Adamına göre hukuk uyduranlar, hukuka uygun adam bulamaz.
Siyaset olağan seyrinde ilerleseydi seçim pusulasının ilk dört adayı şöyle olacaktı: Erdoğan, İmamoğlu, Demirtaş, Özdağ. Son üçü, Erdoğan’ın deyimiyle cumhurbaşkanlığı yolunda “telef” edildi.
Ümit Özdağ, Antalya’da yaptığı konuşmanın hemen ardından, 20 Ocak’ta gözaltına alındı. Konuşmasında iktidarın politikalarının Haçlı seferinden daha çok zarar verdiğini söylüyordu. Antalya değil, Ankara da değil.
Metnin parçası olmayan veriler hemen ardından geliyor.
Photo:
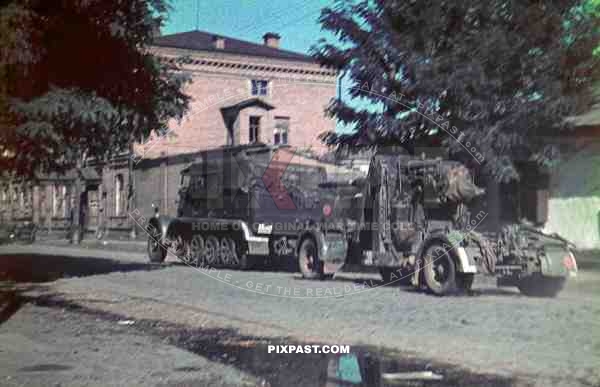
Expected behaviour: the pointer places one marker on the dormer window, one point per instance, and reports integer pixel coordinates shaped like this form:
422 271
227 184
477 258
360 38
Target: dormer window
260 87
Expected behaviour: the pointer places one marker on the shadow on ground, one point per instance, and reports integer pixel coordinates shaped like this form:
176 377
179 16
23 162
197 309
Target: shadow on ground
45 268
250 354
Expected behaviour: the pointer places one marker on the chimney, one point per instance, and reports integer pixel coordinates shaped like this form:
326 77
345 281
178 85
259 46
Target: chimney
218 42
271 39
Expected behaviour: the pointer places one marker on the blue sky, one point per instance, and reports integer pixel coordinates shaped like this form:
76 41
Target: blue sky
294 20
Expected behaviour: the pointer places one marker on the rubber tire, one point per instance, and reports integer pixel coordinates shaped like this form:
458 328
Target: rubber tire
450 286
316 272
399 278
537 285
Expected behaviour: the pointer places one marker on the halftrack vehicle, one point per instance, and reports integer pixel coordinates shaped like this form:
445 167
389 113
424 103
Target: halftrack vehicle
408 216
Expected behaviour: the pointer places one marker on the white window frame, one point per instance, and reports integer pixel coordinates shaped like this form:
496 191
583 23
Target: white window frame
266 88
256 133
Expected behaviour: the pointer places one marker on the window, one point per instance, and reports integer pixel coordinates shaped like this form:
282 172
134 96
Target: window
254 133
280 134
59 206
119 195
260 87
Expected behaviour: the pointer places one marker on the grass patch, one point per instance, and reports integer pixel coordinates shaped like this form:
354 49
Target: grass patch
588 259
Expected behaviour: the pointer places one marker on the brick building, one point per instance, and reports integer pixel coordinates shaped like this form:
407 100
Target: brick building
242 93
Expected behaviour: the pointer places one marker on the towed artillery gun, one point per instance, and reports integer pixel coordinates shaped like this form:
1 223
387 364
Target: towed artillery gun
407 216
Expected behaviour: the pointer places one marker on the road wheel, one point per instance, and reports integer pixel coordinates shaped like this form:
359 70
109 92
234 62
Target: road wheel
225 252
439 270
537 285
211 250
308 260
237 260
156 251
394 276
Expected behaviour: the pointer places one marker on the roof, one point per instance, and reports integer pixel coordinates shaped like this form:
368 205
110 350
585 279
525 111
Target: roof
203 41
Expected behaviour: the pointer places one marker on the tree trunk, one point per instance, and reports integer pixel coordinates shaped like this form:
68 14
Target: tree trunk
78 187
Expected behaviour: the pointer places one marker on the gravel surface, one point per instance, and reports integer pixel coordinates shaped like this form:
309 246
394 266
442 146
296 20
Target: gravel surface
541 341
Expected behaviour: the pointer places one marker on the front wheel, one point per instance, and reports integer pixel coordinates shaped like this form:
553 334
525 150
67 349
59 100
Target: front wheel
308 260
439 270
539 286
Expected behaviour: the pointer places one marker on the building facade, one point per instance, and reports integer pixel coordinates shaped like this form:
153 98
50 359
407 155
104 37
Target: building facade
242 93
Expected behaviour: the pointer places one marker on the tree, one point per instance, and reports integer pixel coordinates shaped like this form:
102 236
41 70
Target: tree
78 81
491 80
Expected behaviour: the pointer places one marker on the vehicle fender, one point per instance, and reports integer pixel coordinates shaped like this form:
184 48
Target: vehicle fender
464 263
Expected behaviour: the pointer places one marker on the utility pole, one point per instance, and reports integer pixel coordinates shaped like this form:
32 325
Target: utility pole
197 15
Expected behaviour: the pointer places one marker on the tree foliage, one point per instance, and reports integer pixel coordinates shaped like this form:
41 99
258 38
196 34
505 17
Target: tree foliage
489 79
77 80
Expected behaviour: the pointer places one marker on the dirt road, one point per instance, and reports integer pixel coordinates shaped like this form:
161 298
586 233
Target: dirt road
519 340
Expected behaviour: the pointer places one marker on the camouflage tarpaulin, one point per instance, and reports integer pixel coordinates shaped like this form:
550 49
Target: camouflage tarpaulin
459 186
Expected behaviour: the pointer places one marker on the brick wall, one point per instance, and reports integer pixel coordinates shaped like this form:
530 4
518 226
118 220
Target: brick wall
300 91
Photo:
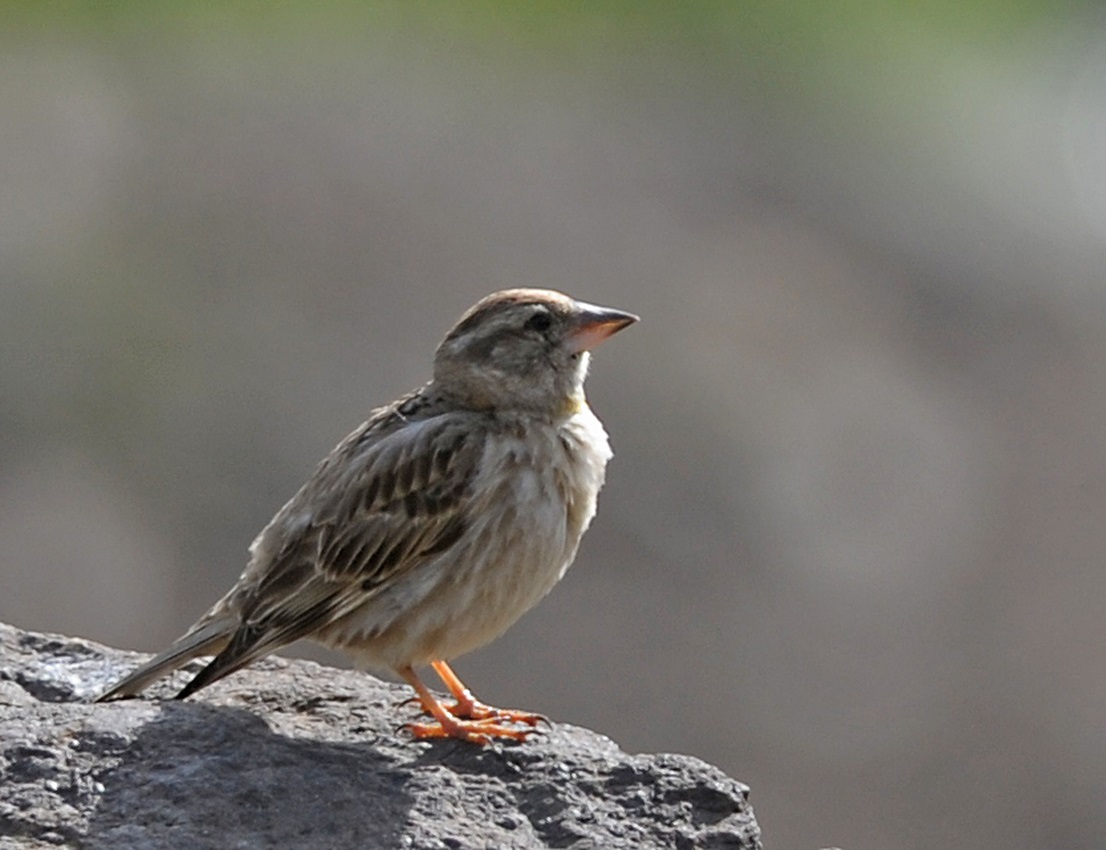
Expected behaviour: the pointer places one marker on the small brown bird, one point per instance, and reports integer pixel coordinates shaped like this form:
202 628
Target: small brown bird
436 524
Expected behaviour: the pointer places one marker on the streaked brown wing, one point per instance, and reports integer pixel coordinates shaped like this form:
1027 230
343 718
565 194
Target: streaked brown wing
378 507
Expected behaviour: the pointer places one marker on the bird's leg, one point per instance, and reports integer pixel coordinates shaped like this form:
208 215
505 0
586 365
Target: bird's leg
446 725
468 707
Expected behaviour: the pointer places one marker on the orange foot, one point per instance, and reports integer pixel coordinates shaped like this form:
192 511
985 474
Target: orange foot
467 719
468 707
476 732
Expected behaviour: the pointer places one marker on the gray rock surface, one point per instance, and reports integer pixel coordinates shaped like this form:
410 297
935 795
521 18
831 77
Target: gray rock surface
289 754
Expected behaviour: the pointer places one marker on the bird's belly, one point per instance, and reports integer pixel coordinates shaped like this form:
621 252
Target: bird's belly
517 548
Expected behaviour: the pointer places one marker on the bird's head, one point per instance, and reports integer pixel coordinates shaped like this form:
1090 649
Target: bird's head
523 349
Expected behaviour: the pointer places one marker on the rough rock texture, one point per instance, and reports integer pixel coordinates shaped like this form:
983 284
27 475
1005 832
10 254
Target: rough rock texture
289 754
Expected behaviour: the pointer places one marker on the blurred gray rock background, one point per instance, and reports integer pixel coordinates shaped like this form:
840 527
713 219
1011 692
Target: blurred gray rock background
851 547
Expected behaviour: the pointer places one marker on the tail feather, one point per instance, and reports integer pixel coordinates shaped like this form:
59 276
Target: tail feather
207 640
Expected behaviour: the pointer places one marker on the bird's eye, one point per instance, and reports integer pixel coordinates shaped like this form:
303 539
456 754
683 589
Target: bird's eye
539 322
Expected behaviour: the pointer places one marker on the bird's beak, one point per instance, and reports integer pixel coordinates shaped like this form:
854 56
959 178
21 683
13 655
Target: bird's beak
594 324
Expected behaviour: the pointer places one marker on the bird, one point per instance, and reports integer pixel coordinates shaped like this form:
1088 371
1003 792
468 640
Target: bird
436 524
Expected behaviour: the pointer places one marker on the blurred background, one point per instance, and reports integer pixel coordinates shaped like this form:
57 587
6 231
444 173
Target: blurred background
851 546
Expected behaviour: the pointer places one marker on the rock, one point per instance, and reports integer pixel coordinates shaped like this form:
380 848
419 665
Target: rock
289 754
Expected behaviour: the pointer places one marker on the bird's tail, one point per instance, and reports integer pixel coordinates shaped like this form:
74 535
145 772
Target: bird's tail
208 639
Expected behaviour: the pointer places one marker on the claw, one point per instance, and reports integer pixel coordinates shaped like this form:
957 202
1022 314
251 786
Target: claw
476 732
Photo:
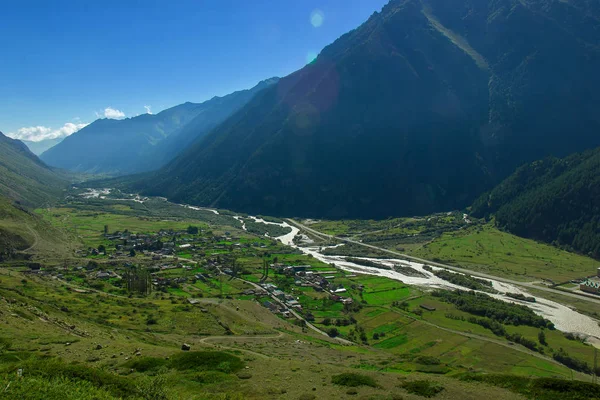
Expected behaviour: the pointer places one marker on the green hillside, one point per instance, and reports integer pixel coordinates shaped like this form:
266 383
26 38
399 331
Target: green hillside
553 200
24 178
146 142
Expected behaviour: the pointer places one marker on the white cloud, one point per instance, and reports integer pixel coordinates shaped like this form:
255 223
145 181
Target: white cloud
39 133
112 113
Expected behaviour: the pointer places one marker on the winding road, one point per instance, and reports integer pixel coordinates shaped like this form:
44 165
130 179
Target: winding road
450 267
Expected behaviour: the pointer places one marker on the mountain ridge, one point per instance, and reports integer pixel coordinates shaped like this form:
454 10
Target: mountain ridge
130 145
397 118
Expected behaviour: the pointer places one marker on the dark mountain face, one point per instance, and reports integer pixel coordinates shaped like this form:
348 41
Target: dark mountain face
145 142
553 200
24 178
420 109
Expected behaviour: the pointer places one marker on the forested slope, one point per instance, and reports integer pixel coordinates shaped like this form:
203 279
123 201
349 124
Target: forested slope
553 200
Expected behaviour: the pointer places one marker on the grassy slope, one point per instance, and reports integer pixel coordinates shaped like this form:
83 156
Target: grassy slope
285 366
490 250
22 230
478 246
24 177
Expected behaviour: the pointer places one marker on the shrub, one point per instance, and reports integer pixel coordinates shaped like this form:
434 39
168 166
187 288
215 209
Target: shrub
50 371
540 388
145 364
206 361
424 388
353 380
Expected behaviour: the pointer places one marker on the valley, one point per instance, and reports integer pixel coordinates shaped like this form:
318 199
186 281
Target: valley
265 290
408 209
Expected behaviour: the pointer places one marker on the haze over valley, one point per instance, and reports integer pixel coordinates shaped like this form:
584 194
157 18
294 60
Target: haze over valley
392 200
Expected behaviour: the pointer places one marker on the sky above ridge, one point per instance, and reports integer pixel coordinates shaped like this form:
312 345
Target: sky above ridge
67 63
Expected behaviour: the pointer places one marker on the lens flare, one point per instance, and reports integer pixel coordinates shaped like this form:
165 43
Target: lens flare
317 18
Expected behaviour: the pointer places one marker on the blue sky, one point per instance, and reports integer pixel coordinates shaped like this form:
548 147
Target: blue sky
64 63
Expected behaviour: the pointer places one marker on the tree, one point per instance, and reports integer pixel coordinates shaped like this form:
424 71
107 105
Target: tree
542 338
333 332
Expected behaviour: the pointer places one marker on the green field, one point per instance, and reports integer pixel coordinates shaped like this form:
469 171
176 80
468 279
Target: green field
486 249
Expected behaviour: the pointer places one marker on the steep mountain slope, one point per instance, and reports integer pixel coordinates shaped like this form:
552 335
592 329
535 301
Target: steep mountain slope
131 145
38 148
420 109
553 200
24 178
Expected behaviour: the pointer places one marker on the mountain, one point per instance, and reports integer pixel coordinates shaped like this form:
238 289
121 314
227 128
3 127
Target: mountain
145 142
40 147
552 200
420 109
24 178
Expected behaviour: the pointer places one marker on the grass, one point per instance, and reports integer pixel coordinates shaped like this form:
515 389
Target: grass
541 388
88 226
353 380
423 388
486 249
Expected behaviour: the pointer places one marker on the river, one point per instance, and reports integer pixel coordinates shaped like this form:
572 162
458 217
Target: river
564 318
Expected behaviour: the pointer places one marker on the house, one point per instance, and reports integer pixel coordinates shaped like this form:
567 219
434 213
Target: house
103 275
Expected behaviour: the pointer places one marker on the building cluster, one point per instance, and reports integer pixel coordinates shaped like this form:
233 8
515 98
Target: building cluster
591 284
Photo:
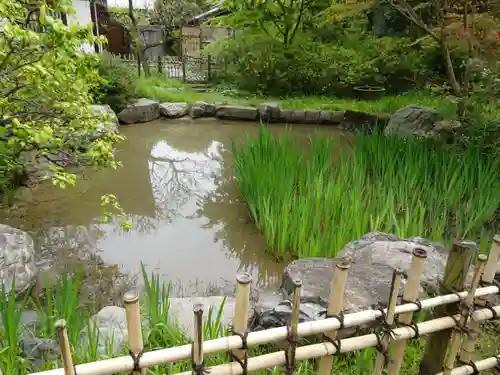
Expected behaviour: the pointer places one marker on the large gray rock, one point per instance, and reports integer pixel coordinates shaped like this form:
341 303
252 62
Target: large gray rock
202 109
373 258
270 112
363 121
272 310
16 259
110 324
174 110
413 120
143 110
293 116
109 120
181 311
236 112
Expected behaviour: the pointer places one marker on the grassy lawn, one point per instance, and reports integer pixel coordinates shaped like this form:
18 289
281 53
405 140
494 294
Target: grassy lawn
163 89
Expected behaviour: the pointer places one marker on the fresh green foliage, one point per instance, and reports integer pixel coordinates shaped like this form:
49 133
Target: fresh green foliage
117 83
46 79
309 204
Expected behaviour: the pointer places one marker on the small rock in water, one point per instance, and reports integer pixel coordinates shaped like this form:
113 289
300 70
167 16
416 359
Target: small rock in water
143 110
413 120
174 110
16 259
111 328
181 311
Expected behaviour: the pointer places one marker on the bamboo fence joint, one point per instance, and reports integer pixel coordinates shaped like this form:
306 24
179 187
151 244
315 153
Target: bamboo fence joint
292 336
62 333
197 344
133 314
335 305
240 319
487 278
410 295
387 324
455 274
466 308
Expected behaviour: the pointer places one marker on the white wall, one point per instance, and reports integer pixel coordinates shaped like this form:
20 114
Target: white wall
83 18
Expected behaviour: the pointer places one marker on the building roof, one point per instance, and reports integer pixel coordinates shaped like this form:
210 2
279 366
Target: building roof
209 14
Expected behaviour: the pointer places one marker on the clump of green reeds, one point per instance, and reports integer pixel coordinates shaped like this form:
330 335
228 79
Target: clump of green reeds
312 202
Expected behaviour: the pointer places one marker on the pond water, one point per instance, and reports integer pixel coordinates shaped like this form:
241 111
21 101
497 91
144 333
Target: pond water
190 224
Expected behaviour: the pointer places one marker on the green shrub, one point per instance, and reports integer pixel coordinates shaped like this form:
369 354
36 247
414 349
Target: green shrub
330 60
257 62
118 83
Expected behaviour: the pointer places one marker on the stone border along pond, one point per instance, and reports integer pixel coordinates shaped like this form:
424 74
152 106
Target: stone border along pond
410 120
145 110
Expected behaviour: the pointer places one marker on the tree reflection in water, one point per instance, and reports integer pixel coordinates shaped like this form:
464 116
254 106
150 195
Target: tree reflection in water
227 215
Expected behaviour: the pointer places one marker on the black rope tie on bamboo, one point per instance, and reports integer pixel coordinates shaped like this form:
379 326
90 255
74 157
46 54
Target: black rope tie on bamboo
487 305
244 345
450 291
136 358
386 329
200 369
497 367
337 344
475 370
416 303
290 362
483 283
340 317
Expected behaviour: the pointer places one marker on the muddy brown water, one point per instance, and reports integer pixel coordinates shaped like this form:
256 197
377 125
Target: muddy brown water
190 223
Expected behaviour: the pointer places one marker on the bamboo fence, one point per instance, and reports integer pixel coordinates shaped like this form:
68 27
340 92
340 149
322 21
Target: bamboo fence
395 327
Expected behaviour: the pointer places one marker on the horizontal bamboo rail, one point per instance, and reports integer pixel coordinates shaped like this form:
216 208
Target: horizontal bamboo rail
482 365
347 345
273 335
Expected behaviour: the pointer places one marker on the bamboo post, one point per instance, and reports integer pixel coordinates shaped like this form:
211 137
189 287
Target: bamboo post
380 361
488 277
292 334
240 319
62 334
455 275
335 305
132 309
492 262
410 294
197 344
160 65
467 305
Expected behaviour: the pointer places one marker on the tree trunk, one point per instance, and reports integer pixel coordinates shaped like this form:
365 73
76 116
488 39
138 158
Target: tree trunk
450 72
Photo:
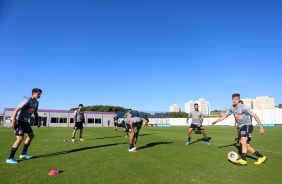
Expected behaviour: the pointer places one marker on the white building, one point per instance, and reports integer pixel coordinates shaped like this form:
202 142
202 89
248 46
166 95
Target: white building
189 106
263 102
175 108
248 102
204 106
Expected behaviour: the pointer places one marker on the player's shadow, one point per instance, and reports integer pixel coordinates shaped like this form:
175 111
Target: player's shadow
75 150
239 150
153 144
109 137
201 139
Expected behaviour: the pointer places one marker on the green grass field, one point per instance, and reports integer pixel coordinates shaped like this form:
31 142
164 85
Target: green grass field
162 157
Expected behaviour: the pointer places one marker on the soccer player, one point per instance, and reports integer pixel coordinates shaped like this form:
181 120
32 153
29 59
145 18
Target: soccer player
132 123
128 114
78 121
21 126
238 129
116 122
242 115
197 121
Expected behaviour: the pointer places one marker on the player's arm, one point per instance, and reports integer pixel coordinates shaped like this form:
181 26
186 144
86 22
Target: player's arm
125 116
131 124
74 120
202 120
261 129
12 125
219 119
37 120
187 120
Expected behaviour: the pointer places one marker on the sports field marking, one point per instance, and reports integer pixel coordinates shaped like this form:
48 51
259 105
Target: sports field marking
258 150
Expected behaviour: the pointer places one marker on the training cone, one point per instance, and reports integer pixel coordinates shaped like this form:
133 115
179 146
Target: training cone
53 172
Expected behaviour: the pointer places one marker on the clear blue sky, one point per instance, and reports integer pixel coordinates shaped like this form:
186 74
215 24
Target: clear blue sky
139 54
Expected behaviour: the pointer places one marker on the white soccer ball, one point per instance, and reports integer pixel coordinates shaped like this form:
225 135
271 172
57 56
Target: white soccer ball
232 156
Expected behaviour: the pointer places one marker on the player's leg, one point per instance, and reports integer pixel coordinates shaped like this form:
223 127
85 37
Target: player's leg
80 134
73 133
131 141
261 158
189 135
19 132
238 135
28 140
11 159
243 142
205 135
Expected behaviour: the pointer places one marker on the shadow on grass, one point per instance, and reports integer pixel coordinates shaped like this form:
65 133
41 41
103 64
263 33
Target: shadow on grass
200 139
75 150
153 144
116 136
239 150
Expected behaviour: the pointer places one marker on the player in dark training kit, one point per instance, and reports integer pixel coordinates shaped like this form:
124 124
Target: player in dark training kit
116 122
78 121
21 125
197 121
132 123
242 115
128 114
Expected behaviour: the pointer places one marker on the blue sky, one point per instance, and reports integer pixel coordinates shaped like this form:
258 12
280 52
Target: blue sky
139 54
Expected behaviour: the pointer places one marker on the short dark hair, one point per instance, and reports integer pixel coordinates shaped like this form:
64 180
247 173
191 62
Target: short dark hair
36 90
235 95
146 119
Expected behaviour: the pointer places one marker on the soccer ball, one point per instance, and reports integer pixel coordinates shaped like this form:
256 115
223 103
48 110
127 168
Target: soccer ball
232 156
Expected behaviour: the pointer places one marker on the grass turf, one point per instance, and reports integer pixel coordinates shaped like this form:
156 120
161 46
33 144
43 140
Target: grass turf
162 157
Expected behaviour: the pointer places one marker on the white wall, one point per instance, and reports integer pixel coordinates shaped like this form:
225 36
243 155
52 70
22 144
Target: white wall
267 116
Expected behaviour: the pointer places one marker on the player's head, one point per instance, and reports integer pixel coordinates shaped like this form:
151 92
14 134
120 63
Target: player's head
36 93
145 121
235 98
196 106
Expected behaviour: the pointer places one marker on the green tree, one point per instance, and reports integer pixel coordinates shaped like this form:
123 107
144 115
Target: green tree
178 115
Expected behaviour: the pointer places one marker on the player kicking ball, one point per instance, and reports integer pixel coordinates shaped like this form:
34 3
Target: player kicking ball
21 125
242 115
132 123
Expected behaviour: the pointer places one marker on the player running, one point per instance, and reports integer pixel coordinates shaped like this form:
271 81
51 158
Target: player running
242 115
132 123
128 114
21 125
238 129
116 122
197 121
78 121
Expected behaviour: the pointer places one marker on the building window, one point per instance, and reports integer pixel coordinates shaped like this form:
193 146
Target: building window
63 120
90 120
54 120
98 121
8 119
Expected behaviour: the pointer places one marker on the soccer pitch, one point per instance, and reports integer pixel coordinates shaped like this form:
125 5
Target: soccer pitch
162 157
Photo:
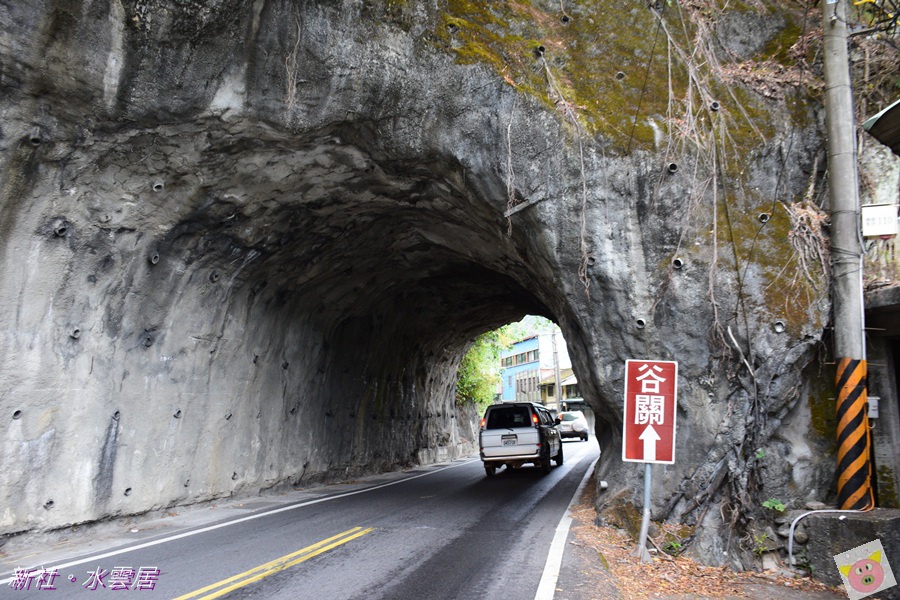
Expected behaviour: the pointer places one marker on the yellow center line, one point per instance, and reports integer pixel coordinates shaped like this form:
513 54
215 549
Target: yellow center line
275 566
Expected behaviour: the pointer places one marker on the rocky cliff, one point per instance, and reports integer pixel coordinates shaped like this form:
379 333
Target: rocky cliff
245 244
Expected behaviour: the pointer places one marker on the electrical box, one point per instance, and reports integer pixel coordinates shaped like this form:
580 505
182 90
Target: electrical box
873 407
879 219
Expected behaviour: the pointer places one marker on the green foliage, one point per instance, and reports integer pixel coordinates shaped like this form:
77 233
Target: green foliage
760 544
479 371
774 504
673 548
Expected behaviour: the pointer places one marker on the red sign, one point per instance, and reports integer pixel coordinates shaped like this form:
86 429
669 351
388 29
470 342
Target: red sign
651 392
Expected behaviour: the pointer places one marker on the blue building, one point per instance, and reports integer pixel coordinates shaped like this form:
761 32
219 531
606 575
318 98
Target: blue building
528 363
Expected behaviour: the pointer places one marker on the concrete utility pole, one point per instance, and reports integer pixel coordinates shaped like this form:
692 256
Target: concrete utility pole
556 372
854 441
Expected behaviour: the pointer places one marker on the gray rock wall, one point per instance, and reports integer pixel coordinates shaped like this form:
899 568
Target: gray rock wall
247 244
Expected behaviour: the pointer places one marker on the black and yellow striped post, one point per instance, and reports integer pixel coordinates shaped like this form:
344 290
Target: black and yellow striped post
854 439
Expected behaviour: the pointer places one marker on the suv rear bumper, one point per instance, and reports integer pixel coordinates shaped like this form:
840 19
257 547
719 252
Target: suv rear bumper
510 457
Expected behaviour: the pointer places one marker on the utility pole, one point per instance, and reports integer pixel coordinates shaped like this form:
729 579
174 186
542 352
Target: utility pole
556 371
854 468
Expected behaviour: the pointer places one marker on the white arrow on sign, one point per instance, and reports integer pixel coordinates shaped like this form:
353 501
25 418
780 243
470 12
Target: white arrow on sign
650 437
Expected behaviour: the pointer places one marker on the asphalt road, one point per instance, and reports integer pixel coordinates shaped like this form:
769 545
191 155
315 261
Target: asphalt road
439 532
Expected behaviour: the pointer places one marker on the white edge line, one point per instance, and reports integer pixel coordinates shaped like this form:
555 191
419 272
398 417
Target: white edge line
193 532
547 586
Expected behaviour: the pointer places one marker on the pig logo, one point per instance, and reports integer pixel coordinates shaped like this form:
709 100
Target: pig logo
865 570
865 575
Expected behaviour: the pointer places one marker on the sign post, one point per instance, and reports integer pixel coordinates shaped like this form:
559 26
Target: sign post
648 436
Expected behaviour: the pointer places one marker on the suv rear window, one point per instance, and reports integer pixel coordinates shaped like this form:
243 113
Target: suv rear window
507 417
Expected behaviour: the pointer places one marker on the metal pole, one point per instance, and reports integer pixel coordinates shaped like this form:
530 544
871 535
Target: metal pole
854 451
556 373
645 521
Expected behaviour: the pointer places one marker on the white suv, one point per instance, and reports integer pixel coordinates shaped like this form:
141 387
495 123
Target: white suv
573 424
514 434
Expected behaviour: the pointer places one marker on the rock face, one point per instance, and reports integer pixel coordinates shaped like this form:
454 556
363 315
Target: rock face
247 244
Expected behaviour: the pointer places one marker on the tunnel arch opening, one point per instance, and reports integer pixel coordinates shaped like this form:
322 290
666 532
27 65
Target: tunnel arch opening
322 292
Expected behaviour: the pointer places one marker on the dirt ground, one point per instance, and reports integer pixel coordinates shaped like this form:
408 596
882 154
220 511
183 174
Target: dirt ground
600 564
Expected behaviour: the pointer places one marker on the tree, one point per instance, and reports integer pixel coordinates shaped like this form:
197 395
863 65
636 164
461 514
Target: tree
479 371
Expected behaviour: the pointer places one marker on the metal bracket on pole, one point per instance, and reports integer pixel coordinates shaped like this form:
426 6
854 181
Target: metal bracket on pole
645 521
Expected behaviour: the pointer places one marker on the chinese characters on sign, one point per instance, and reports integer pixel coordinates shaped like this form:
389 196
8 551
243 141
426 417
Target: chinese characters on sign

Hem Demirtaş’ı hem İmamoğlu’nu “safdışı” eden İstanbul Cumhuriyet Başsavcılığı, cumhurbaşkanına hakaretten soruşturma açıp jet hızıyla İstanbul’a getirdi. İlk soruşturma yetmeyince aynı gün, bu kez “halkı kin ve tahrik”ten soruşturma açıp ertesi gün tutukladı.
İddianamesi 77 gün sonra hazırlandı. Mahkeme, 9 sayfalık iddianameyi 6 günde inceledi. 57 gün sonraya duruşma günü verildi. Özdağ, ancak 11 Haziran’da yargılanmaya başlayacak.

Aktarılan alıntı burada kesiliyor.